08/01/2012 01:50 pm ET Updated Oct 01, 2012

Presidential Q & A

One oft heard criticism of GOP presidential hopeful Mitt Romney is that his core values always seem to be in flux. There is, however, one notable exception to this line of attack. Romney's commitment to his Mormon faith has not been challenged and should thus provide an opportunity to corner the candidate on his environmental views.

That is because Mormonism preaches we are stewards of the earth and ordains we must use its resources wisely to preserve the planet's beauty. Some Mormon politicians have put the emphasis on "preserve" and become national environmental leaders -- the Udall family (with two members currently in the U.S. Senate) being cases in point. Other Mormon politicians consider the "use" of resources to be the pivotal terminology. They view the phrase as essentially an invitation to heavily exploit the environment for commercial purposes, sometimes at great detriment to ecological health.

So which interpretation caries the day for Governor Romney? His silence is deafening, but on some of the nation's major environmental challenges, he is not alone.

Both he and President Obama have so far avoided any significant reference to environmental matters that have potentially life and death implications for future generations, if not out own. How does one correct this great disservice to the American people?

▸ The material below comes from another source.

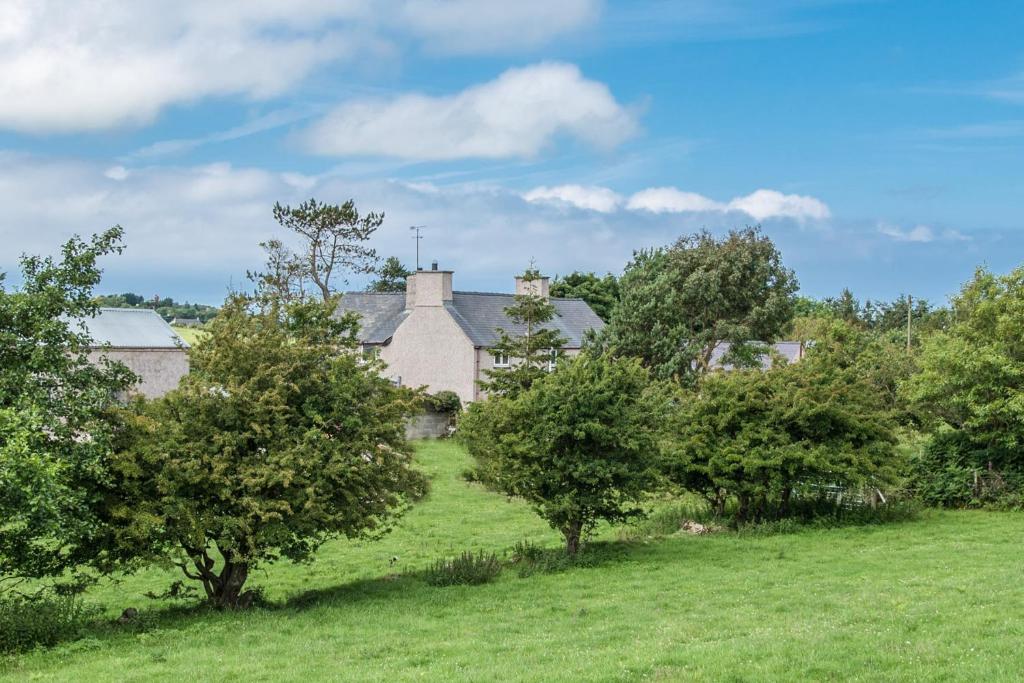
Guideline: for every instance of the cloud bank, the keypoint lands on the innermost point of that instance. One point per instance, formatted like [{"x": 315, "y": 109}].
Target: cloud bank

Long overdue pressure must come from the media, which now has guidance from some of the nation's preeminent science organizations in regard to drawing out the candidates. These scientific bodies have drafted the following elemental questions that they hope the press will pose and the candidates answer in prompt fashion. To paraphrase:

  • What are President Obama's and Governor Romney's positions on cap and trade, carbon taxes, and other emission reduction strategies designed to cope with climate change?
  • What policies would they support to meet energy demand while ensuring an economically and environmentally sustainable future?
  • What steps should the federal government take to assure the health, safety and productivity of the food supply?
  • What strategies should the federal government implement, if any, to secure clean, abundant fresh water for all Americans, especially in light of increasing consumption, evaporation and pollution?
  • What role should the federal government play in reversing the declining fisheries, deteriorating coral reefs, and increased pollution plaguing our oceans?
  • What moves should the federal government make to ensure the quality and availability of critical natural resources?

Politicians can't be let off the hook on these elemental matters, because if they don't address the questions head-on -- and soon -- our preoccupation with the economy could ultimately become academic.